Les responsables que nous avons rencontrés ont surtout souligné que l'Ukraine voulait jouer un rôle actif dans la défense du continent. L'assistance militaire à l'Ukraine, comme nous l'ont rappelé plusieurs de nos interlocuteurs, doit être vue comme un investissement dans notre propre sécurité.

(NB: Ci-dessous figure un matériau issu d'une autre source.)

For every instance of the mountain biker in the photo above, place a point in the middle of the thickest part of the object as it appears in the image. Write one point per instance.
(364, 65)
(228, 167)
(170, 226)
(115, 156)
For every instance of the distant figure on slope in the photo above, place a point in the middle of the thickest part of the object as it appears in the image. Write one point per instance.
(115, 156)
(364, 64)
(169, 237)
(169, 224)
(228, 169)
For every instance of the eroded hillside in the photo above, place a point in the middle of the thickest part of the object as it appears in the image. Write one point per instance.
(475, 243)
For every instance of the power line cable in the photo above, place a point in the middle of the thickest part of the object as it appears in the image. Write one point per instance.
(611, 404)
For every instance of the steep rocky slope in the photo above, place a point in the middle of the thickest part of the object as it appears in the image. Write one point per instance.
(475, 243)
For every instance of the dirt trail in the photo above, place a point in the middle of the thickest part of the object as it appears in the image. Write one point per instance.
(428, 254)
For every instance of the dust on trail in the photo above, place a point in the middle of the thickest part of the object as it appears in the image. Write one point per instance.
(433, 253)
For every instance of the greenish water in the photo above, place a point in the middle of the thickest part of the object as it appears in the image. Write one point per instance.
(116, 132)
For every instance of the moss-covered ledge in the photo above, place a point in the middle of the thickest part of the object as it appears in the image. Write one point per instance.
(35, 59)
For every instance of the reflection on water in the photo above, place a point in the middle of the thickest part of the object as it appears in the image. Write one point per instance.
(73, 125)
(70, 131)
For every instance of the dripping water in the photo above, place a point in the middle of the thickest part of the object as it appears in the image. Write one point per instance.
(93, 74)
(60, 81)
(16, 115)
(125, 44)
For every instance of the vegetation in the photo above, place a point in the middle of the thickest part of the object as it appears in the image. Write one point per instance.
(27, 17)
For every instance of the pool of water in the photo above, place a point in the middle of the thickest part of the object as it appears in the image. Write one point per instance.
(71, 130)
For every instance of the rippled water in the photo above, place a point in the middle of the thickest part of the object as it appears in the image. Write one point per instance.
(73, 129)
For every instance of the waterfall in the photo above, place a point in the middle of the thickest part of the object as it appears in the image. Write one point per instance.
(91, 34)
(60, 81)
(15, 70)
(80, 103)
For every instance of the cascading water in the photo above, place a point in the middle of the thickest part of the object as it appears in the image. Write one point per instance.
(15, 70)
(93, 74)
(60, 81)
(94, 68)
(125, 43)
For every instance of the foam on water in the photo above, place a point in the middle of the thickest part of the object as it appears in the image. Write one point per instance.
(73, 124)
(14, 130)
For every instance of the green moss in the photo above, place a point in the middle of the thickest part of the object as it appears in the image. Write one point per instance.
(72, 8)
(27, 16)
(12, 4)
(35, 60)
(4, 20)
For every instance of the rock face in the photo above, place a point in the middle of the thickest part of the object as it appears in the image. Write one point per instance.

Il est surtout important que notre attention ne se détourne pas de l'Ukraine malgré la situation internationale, et en particulier les événements du Moyen-Orient. En réalité la discussion ne porte plus sur la question de l'acceptation de l'Ukraine dans l'Union européenne. En effet, elle a obtenu le statut de pays candidat sous présidence française en 2022. La question est sous quelle forme et selon quelles modalités cette adhésion doit se réaliser. De nombreuses réformes ont été demandées aux Ukrainiens et ils les mènent avec abnégation bien qu'ils soient encore loin d'avoir tout accompli notamment concernant la corruption, l'état de droit ou l'indépendance judiciaire entre autres. Ils reconnaissent leurs propres manquements mais conservent une volonté et une habilité à réformer en temps de guerre qui est admirable. Soit nous les excluons de l'espace de l'Union et ils resteront soumis à la déstabilisation et à la guerre, soit nous les accompagnons sur le chemin de l'adhésion et nous stabiliserons le continent européen. Je précise qu'une candidature au rabais ne serait acceptable ni pour nous ni pour les Ukrainiens. Quelle que soit la décision des chefs d'États en décembre, l'adhésion de l'Ukraine prendra plusieurs années pour permettre la libération, la reconstruction et la réforme de ce pays
Je voulais faire un dernier point sur la déportation de dizaines de milliers d'enfants ukrainiens. Il y a quelques mois, nous avions fait adopter une PPRE sur ce sujet. Nous avons rencontré sur place des acteurs gouvernementaux, des parlementaires et des ONG qui nous ont fait état d'une situation critique pour ces dizaines de milliers d'enfants qui sont souvent déportés très loin des frontières de l'Ukraine au cœur de la Fédération de Russie pour empêcher leur retour bien que quelques-uns y soient arrivés. C'est une blessure profonde pour la société ukrainienne et ce problème ne pourra être résolu que par la défaite militaire de la Russie et la mobilisation de la communauté internationale. S'il n'a pas fait la une des gazettes en France, notre texte avait été remarqué en Ukraine et je pense qu'il est important de rappeler que nos résolutions ne sont pas vaines : elles ont un poids à l'étranger.